New storage engine not mentioned in the changelog
There’s a bit of a storm brewing over at the MySQL Performance Blog, where Vadim reports discovering a new storage engine added without mention in the 5.1.33 changelog. This is in defiance of the policy of not making changes in a production release. And it certainly belongs in the changelog – but there is no sign that anyone will remedy this problem.
Arjen Lentz, who is ex-MySQL and was Employee #25, reported a bug on the licensing of this storage engine. To my eyes, the engine’s license does not look right to include in a GPL database. Arjen agrees.
But the bug report he entered is now marked secret. This is a great way to draw attention to it. Now I’m wondering: does this have something to do with the MySQL 5.1 community/enterprise split that was announced last year but hasn’t been implemented yet? Maybe they’re going to unwrap something at the conference this year, like they did last year? I hope not. That was unpleasant and should not be repeated.
Three private bug reports in the changelog
I noticed one private bug report in the 5.1.33 changelog itself. I wrote to the author of the 5.1.33 release announcement about it 3 days ago, but have received no response.

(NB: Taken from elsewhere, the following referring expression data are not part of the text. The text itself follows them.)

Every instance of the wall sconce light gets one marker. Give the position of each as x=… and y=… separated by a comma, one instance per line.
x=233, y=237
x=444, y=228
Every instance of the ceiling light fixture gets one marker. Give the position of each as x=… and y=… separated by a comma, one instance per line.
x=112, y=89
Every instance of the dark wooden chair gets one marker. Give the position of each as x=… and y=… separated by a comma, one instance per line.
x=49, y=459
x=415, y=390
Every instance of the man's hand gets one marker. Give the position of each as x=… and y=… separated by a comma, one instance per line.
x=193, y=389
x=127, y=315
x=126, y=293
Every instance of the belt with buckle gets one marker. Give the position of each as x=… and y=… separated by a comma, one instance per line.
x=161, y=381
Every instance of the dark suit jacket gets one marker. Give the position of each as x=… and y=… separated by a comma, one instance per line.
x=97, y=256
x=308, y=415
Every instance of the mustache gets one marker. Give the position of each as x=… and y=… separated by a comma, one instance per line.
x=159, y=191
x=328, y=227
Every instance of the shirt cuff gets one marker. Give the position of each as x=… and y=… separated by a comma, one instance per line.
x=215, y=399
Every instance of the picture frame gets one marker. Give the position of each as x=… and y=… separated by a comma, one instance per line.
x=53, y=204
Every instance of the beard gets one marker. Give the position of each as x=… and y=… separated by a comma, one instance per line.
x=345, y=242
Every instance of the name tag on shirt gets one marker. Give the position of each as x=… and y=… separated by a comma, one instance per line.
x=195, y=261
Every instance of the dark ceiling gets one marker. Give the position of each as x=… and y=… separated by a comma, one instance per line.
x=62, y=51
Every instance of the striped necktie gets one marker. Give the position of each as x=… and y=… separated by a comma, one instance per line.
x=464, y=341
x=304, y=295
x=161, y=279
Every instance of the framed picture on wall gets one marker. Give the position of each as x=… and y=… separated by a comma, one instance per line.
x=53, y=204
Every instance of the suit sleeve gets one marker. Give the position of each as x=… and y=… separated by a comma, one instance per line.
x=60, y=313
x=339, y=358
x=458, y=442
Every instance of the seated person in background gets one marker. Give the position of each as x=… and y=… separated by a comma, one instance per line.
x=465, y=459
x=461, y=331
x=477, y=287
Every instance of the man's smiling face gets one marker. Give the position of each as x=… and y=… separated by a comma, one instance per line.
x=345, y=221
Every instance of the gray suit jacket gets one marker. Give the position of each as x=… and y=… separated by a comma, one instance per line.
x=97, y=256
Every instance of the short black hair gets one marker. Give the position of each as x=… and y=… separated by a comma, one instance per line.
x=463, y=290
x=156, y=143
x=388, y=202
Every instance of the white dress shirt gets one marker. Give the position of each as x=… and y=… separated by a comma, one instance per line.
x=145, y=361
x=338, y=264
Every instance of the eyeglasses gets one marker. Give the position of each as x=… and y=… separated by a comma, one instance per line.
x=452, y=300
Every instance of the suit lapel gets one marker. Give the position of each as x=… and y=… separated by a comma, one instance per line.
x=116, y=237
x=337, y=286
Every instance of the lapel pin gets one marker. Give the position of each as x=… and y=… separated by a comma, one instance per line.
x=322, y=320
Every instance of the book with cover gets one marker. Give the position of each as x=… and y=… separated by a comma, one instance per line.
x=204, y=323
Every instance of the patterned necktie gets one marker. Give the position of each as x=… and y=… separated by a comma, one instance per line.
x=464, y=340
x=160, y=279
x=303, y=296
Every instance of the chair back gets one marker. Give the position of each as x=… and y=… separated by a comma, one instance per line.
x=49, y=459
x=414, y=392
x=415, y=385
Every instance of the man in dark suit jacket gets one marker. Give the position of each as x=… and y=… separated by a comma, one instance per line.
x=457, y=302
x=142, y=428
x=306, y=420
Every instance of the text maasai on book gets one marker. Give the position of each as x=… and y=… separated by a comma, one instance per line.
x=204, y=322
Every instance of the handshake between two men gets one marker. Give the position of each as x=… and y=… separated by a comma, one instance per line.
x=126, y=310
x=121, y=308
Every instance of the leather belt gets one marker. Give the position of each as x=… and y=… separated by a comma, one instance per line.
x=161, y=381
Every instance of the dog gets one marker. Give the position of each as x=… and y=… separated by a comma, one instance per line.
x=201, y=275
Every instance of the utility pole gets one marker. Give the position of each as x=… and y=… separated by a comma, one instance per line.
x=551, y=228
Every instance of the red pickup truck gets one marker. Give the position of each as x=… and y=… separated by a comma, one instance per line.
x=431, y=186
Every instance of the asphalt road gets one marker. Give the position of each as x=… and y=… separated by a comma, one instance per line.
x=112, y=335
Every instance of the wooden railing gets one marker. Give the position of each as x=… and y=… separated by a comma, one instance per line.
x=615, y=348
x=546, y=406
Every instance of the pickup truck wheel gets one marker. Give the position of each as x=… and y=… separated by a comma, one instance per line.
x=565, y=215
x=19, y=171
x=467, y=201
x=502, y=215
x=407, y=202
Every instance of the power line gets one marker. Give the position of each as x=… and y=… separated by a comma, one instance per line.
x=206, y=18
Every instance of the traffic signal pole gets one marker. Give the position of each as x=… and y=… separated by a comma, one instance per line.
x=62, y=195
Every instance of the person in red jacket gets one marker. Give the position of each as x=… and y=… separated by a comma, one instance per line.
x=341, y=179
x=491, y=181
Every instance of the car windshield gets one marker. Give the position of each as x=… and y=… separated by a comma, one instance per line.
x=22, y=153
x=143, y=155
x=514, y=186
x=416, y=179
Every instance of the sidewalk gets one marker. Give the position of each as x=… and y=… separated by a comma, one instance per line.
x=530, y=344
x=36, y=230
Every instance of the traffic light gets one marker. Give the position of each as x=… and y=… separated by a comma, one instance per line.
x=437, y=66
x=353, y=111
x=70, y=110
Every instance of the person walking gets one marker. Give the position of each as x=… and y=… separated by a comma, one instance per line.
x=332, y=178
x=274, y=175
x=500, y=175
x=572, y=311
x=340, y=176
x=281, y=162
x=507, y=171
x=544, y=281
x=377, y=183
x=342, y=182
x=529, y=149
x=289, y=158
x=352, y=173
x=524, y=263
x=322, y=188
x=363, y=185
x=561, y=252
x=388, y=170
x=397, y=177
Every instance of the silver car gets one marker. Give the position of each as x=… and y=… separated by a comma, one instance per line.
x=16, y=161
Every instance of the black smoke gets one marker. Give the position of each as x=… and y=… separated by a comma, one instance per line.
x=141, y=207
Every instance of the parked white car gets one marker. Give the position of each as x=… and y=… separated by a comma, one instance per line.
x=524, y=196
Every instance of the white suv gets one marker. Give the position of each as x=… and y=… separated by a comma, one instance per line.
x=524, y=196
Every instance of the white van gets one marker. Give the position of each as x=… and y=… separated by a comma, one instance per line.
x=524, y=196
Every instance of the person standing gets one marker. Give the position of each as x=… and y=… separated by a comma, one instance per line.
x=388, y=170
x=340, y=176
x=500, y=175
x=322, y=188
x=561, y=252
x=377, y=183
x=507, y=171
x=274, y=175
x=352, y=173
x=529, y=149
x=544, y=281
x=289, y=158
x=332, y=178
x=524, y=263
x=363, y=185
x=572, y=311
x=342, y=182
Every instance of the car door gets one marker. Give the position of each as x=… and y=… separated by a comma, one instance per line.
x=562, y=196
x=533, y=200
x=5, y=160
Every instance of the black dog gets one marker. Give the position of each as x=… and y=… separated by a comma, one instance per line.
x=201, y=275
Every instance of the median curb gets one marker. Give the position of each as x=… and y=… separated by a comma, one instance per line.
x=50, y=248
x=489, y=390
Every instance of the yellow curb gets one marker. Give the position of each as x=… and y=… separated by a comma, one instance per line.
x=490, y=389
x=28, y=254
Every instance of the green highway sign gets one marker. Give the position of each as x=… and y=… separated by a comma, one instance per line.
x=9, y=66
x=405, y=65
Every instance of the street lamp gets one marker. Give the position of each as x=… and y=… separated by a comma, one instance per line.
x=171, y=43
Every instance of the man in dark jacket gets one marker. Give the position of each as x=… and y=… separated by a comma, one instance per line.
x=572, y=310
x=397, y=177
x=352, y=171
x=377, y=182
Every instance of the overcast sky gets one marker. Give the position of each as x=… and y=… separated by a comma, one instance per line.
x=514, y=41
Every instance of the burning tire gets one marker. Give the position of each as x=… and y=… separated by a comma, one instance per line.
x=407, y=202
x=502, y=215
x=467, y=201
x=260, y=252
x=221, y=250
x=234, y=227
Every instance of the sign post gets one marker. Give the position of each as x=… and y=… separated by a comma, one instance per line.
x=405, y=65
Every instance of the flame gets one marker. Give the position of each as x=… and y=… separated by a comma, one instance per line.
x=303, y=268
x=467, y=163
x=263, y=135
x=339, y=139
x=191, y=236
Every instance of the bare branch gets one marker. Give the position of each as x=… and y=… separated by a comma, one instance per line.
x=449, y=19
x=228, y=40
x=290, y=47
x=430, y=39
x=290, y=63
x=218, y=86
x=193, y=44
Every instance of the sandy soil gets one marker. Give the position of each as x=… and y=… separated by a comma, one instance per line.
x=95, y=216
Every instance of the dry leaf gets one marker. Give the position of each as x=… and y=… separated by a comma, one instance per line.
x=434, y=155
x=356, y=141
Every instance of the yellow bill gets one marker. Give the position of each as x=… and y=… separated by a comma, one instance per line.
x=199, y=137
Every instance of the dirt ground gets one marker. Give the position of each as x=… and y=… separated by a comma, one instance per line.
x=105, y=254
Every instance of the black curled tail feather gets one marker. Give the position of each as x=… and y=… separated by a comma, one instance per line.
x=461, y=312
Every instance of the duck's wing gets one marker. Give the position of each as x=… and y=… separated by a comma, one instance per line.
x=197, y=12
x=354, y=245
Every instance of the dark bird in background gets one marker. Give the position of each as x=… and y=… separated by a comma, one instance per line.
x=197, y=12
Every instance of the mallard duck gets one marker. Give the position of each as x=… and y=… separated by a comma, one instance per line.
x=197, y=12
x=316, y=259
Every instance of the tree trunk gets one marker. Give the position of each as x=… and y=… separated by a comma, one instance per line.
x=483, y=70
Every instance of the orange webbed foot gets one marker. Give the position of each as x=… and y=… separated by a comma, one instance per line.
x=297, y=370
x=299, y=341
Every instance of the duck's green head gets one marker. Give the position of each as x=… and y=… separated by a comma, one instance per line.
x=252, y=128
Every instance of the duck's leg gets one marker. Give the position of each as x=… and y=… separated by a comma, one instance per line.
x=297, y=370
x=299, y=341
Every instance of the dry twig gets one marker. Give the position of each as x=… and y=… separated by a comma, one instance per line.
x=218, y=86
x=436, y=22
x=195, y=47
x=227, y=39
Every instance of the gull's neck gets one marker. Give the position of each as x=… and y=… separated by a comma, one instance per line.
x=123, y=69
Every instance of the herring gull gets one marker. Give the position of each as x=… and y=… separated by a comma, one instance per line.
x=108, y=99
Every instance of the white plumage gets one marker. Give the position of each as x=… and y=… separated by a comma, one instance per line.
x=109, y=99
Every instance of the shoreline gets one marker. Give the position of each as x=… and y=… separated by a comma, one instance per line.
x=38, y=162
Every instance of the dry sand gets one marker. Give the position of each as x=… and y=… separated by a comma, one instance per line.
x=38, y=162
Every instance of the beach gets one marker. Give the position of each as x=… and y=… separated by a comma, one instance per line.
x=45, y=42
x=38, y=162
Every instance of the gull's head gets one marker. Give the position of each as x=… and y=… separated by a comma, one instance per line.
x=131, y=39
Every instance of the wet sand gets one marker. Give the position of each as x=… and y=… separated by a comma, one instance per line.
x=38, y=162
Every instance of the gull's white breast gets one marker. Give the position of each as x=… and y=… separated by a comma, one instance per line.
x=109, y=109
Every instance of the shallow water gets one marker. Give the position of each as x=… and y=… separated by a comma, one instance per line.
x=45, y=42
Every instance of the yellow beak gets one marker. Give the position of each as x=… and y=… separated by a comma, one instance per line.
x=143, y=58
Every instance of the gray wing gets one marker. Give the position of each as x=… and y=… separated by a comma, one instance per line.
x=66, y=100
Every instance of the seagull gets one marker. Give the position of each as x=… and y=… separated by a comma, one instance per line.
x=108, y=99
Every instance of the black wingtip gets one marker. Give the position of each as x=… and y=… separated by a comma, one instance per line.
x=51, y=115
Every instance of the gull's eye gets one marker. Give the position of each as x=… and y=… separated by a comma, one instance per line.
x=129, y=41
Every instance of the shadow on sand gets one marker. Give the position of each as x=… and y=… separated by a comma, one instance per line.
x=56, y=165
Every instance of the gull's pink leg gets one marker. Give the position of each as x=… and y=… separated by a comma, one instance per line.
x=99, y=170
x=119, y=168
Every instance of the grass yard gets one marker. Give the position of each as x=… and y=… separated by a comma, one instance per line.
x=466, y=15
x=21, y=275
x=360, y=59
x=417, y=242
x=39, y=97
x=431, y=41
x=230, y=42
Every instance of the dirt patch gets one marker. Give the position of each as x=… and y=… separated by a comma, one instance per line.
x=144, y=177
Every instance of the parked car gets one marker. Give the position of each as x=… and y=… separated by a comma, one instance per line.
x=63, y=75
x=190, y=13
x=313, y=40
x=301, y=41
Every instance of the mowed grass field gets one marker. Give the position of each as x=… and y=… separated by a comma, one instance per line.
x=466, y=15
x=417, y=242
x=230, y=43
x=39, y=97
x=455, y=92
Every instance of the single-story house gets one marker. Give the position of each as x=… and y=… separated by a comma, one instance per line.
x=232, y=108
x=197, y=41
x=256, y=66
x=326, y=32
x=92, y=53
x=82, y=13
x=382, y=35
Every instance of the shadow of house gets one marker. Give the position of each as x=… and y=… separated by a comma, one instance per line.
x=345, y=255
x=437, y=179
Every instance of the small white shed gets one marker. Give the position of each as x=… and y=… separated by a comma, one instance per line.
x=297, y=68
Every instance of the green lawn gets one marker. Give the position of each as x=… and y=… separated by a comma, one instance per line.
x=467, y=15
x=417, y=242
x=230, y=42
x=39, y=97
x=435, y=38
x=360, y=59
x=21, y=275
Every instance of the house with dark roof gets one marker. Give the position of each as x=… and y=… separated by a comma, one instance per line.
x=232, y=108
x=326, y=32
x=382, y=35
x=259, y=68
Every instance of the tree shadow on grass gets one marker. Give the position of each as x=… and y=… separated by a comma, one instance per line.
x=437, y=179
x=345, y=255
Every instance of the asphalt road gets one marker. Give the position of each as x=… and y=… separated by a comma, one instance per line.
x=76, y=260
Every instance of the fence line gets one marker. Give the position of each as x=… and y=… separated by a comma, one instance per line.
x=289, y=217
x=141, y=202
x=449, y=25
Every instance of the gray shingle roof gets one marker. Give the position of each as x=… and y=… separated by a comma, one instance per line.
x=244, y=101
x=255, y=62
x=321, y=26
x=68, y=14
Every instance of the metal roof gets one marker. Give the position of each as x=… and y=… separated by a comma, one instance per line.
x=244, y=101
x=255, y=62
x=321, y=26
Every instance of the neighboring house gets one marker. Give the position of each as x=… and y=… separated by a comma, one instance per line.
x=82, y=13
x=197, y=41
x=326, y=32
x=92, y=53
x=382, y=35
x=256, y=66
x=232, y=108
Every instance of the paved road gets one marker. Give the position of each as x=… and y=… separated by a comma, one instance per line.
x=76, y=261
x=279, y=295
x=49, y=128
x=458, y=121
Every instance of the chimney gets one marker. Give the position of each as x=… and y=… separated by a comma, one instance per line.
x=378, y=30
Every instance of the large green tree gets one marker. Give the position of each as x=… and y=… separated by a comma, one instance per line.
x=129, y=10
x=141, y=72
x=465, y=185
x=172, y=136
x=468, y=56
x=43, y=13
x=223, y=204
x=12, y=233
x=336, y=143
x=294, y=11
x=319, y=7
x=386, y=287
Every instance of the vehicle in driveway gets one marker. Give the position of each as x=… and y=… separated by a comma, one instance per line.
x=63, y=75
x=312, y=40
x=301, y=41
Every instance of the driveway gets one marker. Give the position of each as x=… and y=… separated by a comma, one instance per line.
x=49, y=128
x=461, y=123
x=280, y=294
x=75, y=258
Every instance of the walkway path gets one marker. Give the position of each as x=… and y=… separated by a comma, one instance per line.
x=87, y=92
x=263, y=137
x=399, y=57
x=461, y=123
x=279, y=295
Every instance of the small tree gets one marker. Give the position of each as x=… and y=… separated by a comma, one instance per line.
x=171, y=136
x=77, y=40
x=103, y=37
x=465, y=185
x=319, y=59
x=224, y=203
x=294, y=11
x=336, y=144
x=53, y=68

So after seeing that Arjen’s report was private, I just clicked through all the bugs mentioned in the 5.1.33 changelog and found two more that I’m barred from viewing. Here are all three:
* The MD5 algorithm now uses the Xfree implementation. (Bug#42434: http://bugs.mysql.com/42434) * Use of USE INDEX hints could cause EXPLAIN EXTENDED to crash. (Bug#43354: http://bugs.mysql.com/43354) * MySQL 5.1 crashed with index merge algorithm and merge tables. A query in the MyISAM merge table caused a crash if the index merge algorithm was being used. (Bug#40675: http://bugs.mysql.com/40675)
What reason can there be to make those private? I would like to encourage MySQL to discontinue this practice except when vitally necessary to protect client data. In my opinion, when someone submits a private bug to a software project that wants to be open-source, there should be a strong push-back. Private client data can go into a private comment; the whole bug report doesn’t have to be sealed off. Consider the harm caused by private bug reports: it’s now much harder for me to see what changeset fixed the bug. I can’t see any of the discussion about it. I can’t make any decisions about whether it affects me or clients.
I am concerned about the lack of openness and transparency in all of these issues, and others have told me that they are too.